THNEIBEH, Jordan — Jordan is deploying more forces to face a growing threat to its borders, as Islamic State extremists in neighboring Iraq and Syria are being dislodged from some strongholds, the commander of the kingdom's border guards said Thursday.
The IS group, which seized large parts of Iraq and Syria in 2014, is under intense military pressure in both countries and has lost significant territory in recent months. U.S.-backed Iraqi forces recently announced the recapture of the eastern side of Mosul, the northern city where they have been waging a three-month-old offensive.
Brig. Gen. Sami Kafawin, commander of Jordan's border forces, said he expects some of the retreating IS fighters to make their way to southern Syria, close to Jordan.
IS-affiliated groups already hold positions in southern Syria, some a few hundred meters from the border, the commander said, ahead of a tour of military positions along the western-most stretch of Jordan's border with Syria.
One such position, Thneibeh, faces the small Syrian village of Qusair, across the Yarmouk River.
Qusair is controlled by an IS-affiliated group, said Col. Rami Sondos, a border official. Another Syrian village, separated from Qusair by a deep ravine, is run by Syrian rebels.
The Syrian groups mostly fight each other, trading fire between the two villages, as the Jordanian troops observe.
During Thursday's visit, a soldier perched on a lookout in a watchtower monitored the villages through large, mounted binoculars. A camera used at night can detect movement eight kilometers (five miles) into Syria, while cameras mounted at other border posts have a reach of 20 kilometers, Sondos said.

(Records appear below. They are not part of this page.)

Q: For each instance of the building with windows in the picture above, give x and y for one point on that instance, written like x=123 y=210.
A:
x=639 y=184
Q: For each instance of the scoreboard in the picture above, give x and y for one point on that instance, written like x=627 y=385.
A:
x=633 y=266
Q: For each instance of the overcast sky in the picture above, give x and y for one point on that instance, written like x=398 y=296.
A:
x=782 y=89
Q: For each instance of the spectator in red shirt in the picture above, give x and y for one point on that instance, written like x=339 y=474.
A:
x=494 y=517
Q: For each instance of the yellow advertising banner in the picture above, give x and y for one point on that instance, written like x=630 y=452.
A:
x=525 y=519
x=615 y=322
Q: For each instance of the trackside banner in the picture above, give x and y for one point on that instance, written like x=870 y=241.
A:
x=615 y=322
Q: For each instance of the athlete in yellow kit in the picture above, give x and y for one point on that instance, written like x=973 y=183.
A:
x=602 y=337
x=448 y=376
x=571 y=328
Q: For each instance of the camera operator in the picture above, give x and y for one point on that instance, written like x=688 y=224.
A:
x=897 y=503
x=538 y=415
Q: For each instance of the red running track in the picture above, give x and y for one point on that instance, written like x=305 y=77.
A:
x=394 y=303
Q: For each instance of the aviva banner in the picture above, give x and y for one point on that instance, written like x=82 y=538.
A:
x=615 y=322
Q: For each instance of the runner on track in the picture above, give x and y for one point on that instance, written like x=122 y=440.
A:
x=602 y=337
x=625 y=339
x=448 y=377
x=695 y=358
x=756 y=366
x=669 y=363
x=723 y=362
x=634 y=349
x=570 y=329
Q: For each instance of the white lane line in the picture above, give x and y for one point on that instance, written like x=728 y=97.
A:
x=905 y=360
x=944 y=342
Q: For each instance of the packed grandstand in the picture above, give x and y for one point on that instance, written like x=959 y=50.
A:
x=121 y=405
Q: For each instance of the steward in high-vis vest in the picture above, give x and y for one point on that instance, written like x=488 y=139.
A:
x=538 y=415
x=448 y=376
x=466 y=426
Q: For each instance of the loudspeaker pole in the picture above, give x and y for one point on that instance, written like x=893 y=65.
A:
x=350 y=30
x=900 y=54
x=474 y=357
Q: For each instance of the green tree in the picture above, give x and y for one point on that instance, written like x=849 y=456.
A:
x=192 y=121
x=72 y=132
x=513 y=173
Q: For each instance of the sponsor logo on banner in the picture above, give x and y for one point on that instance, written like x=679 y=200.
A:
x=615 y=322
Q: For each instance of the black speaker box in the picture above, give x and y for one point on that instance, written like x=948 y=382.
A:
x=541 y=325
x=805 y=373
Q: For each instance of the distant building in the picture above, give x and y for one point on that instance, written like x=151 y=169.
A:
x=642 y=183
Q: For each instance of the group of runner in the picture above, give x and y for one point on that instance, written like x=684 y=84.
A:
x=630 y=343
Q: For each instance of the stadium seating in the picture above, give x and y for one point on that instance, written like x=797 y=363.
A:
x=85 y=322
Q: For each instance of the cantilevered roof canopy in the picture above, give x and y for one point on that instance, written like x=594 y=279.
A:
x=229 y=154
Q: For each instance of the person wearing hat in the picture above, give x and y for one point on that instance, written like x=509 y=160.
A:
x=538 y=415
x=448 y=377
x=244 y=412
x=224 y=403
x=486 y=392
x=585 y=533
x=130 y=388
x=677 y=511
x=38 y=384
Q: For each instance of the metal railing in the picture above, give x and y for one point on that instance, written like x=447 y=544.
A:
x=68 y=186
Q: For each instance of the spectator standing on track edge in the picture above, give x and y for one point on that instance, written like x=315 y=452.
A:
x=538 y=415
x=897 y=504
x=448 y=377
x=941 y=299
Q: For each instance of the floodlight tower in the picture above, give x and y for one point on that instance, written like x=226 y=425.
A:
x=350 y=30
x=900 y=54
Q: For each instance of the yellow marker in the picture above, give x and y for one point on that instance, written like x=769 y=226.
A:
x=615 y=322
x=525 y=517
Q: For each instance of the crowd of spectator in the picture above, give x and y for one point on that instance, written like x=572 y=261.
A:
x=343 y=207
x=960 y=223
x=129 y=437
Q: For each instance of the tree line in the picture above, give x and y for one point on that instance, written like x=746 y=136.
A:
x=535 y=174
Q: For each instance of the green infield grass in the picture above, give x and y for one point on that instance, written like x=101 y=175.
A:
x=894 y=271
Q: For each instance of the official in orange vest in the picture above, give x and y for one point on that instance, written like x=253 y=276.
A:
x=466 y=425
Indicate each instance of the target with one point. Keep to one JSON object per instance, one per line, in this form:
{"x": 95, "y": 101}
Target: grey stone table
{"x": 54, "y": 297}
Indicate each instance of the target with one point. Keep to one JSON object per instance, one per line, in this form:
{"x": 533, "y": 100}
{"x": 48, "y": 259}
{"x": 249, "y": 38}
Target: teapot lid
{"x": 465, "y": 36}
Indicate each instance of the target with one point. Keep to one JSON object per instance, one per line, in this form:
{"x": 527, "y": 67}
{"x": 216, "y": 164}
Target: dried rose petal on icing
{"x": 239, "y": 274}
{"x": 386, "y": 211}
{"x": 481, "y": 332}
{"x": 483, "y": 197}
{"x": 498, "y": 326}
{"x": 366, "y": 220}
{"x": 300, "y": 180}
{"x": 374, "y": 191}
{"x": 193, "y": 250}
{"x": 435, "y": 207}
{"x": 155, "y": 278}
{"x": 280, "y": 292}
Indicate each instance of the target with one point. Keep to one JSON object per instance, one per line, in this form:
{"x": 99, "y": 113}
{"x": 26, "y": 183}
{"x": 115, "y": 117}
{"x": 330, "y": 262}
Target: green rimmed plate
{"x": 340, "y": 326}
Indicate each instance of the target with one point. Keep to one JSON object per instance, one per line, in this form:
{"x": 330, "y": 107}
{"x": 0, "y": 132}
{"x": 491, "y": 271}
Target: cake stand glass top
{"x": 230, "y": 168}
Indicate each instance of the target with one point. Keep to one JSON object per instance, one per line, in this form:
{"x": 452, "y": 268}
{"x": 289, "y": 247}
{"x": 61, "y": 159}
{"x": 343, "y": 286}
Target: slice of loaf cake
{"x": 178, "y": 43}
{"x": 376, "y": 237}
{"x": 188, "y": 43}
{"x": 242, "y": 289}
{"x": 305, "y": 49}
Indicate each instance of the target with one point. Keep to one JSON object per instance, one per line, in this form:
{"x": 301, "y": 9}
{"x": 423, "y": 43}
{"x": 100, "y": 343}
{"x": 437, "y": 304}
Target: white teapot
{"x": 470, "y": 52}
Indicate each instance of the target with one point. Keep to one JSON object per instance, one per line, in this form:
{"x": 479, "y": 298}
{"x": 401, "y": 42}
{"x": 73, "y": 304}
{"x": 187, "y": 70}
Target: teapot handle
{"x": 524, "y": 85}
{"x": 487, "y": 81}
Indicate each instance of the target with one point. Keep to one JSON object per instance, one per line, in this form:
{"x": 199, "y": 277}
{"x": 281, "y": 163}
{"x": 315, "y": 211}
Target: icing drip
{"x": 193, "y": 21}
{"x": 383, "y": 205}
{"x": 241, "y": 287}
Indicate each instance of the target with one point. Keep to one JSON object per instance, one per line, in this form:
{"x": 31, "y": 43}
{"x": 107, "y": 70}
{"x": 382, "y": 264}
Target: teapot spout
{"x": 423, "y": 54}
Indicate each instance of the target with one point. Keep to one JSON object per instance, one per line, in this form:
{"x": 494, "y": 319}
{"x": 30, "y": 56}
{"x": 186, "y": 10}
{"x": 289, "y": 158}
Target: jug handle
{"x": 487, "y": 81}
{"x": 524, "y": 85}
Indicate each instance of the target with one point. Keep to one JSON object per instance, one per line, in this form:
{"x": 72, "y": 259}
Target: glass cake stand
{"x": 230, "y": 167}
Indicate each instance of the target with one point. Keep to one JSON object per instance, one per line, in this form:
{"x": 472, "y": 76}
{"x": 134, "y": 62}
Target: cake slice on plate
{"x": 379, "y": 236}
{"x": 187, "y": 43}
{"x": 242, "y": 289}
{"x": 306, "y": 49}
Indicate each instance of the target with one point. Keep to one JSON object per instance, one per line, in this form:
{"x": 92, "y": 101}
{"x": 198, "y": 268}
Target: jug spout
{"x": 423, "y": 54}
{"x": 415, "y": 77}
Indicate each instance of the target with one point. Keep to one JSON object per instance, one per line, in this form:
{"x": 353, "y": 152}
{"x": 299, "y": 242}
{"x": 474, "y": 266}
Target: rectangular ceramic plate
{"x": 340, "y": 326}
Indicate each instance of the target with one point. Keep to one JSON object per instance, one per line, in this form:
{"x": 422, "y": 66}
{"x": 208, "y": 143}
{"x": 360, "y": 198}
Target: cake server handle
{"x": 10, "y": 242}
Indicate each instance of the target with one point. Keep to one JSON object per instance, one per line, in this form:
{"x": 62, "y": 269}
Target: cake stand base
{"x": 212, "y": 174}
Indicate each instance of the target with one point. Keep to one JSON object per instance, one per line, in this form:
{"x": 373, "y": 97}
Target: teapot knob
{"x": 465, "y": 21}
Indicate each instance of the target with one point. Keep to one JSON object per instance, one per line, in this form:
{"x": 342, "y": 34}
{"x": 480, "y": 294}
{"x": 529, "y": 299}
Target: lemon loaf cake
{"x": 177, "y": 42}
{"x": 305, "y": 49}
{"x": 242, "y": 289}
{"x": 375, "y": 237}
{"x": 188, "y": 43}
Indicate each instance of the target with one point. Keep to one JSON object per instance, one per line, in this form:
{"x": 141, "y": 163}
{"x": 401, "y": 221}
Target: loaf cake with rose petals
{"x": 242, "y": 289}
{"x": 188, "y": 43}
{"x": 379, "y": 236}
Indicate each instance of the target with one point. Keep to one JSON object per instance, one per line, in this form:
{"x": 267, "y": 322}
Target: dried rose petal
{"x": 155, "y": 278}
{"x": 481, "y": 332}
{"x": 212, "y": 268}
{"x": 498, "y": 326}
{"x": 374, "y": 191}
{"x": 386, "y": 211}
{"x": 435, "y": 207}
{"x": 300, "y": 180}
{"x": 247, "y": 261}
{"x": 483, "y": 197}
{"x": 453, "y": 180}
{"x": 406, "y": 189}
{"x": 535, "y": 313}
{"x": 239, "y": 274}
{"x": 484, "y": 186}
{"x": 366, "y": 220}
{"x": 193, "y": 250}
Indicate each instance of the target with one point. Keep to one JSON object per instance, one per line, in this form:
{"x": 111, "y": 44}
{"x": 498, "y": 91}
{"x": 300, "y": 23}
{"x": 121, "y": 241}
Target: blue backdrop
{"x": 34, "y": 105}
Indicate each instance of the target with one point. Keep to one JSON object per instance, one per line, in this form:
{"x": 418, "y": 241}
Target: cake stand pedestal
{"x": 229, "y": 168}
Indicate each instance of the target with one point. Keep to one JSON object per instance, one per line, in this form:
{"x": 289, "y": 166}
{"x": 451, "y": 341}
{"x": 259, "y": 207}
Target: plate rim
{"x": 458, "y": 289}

Infiltration attempts from Syria, including by drug smugglers suspected of ties to the militants, have so far been one of the biggest threats, border officials said.
Kafawin said that if more IS fighters reach southern or eastern Syria, "we expect everything to be armed, to be dangerous, to become a real threat to the Jordan borders," including possible car bombs and suicide attacks.
Jordan, which is part of a U.S.-led anti-IS military coalition, has been "deploying more and more forces to the borders," currently close to half the military's personnel and resources, the commander said.
This is a sharp increase from before the 2011 outbreak of the Syria conflict, he added.